- Daily Zen
A $116 billion stimulus package has been approved as Prime Minister Shinzo Abe is trying to get the Japan’s economy back on track after the dark times. The steps introduced by the Japanese government are aimed at forcing economic growth. Prime Minister Shinzo Able also declared that the government would improve its cooperation with the Bank of Japan in order to support the economy.
The Japan’s economy has been struggling not only with a sharp decrease in exports to many markets, including the EU and China, but with muted domestic consumption as well. As Japan is in a recession, the government has informed that it approved the $116 billion stimulus package to help the economy get back on track. The new emergency stimulus package is one of the biggest ever approved in Japan.
According to Prime Minister Shinzo Abe, the $116 billion stimulus package, which was approved on the 11th of January, will lift economic growth by approximately 2 percent and add as many as 600,000 positions. The emergency stimulus package is aimed not only at boosting infrastructure spending but also at encouraging further investment in Japan. In addition, a part of the $116 billion stimulus package is reserved for rebuilding areas damaged by the 2011 natural disaster.
Having announced the emergency stimulus package, Prime Minister Shinzo Abe underlined the importance of the strategy aimed at creating jobs. He also highlighted the government’s goal was to get the economy out of the recession and build a stronger one, adding: “For that, the government must first take the initiative to create demand, and boost the entire economy.” But Prime Minister Shinzo Abe also declared that the Japanese government would press the Bank of Japan to pump more money in the economy.

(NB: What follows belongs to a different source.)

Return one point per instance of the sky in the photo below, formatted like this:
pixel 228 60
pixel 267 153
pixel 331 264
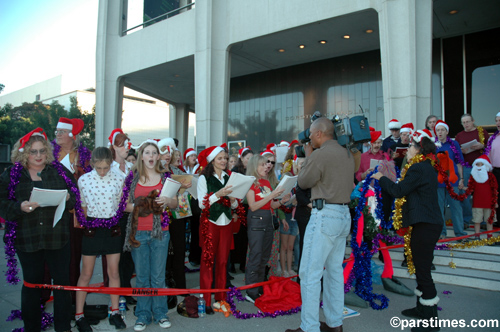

Certainly, the approval of the $116 billion stimulus package will decrease the value of the yen as only an adumbration of the stimulus measures brought much relief to Japanese exporters who have been struggling with lower demand for some time. Japanese exporters have been struggling due to a decrease in demand from its main markets, including the EU, the US and China. On one hand, exports to the EU and US have been affected by economic issues including the European debt crisis and the fiscal cliff respectively. On the other hand, exports to China have suffered from the territorial dispute between Japanese and Chinese governments and the Chinese boycott of Japanese products which is the consequence of the quarrel. Japan’s carmakers, including Toyota Motor Corp., Nissan Motor Co. and others, felt the after-effects of the conflict.
Analysts note that the $116 billion stimulus package is a short-term answer for all economic gripes which are faced by Japan. Not surprisingly, they agree that the hefty sum, which is to be pumped in the Japan’s economy, will certainly be a step to revive and spur the growth. But that it is not enough to secure the continual economic growth, according to them. Further steps and measures must be implemented if the Japanese government wants the economy to perk up. It means that the Japanese government should think about introducing long-term changes aimed at helping exporters and increasing domestic consumption as well.
Analysts underline that the long-term changes should include deregulation of the markets if the Japan’s economy is to see the continual improvement. The question remains: “Is Abe ready to introduce these long-term structural changes?”